Reboot is vertically and horizontally scalable: your durable state data types are transparently partitioned by id across the CPU cores of a Reboot cluster.

Because of Reboot's method safety hierarchy and support for distributed transactions you might not even notice that you are writing a distributed application.

In practice, Reboot's architecture means that you can increase the number of clients that your application serves by adding cores, while keeping latency effectively constant.

Replicated State Machines

If it's helpful, you can think of your durable state data types and the operations on them as replicated state machines.

In general, state machines receive inputs and return outputs while maintaining internal state, and replicated state machines are state machines whose state has been replicated for fault-tolerance.

Why replicated state machines?

Replicated state machines offer high levels of concurrency in a distributed system.

Small, discrete pieces of information with flexible yet well-defined boundaries allow for state to be stored and retrieved more efficiently than in a traditional database.

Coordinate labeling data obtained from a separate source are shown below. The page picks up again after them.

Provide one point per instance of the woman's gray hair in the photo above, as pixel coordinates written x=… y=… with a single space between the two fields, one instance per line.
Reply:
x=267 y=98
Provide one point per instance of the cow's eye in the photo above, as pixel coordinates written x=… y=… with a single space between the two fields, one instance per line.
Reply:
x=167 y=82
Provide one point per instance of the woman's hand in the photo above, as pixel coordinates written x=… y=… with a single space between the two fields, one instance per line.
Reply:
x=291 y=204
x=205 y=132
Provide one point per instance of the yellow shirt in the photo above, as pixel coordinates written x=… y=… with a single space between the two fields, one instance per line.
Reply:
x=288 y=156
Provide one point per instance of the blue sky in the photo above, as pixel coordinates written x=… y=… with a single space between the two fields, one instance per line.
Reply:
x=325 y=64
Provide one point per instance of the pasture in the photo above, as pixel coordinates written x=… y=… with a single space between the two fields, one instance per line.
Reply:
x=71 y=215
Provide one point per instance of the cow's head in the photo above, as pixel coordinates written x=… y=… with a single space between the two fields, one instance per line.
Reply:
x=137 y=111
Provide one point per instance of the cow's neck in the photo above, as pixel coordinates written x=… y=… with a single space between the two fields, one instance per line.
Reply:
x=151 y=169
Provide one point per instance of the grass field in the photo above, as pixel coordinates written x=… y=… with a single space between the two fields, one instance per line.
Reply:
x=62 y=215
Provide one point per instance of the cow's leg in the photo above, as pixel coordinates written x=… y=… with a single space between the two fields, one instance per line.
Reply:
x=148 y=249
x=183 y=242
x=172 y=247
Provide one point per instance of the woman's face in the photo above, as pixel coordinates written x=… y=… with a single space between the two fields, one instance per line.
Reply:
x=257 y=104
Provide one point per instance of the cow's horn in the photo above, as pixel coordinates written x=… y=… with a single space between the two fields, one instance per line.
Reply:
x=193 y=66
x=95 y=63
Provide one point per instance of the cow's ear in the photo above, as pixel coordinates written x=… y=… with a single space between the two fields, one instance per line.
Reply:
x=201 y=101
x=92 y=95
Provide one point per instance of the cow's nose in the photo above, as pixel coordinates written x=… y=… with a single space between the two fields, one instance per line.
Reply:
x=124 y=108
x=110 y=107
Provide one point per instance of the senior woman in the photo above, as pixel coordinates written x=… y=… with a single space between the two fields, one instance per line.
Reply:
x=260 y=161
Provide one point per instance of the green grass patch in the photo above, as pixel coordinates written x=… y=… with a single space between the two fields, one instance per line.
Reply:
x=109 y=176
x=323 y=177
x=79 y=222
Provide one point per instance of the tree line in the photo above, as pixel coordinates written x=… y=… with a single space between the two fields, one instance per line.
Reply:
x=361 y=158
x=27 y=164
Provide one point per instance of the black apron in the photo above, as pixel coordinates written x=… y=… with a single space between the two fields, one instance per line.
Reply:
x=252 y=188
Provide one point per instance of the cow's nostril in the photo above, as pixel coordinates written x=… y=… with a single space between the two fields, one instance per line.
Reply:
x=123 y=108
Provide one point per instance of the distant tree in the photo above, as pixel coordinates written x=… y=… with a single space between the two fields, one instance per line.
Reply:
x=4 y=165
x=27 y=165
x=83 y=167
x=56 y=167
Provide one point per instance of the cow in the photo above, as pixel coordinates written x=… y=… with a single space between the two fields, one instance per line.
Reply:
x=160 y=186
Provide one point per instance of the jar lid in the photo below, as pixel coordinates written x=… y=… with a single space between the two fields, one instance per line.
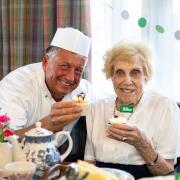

State can be relocated between machines at many different levels of granularity as an application scales.

You, as the developer, can define the boundaries between state to match the level of granularity that best suits your application.

Distributed transactions

Reboot implements distributed transactions using two-phase-commit atop RocksDB's battle-tested storage engine.

Transaction methods transparently execute as distributed transactions if they involve multiple partitions.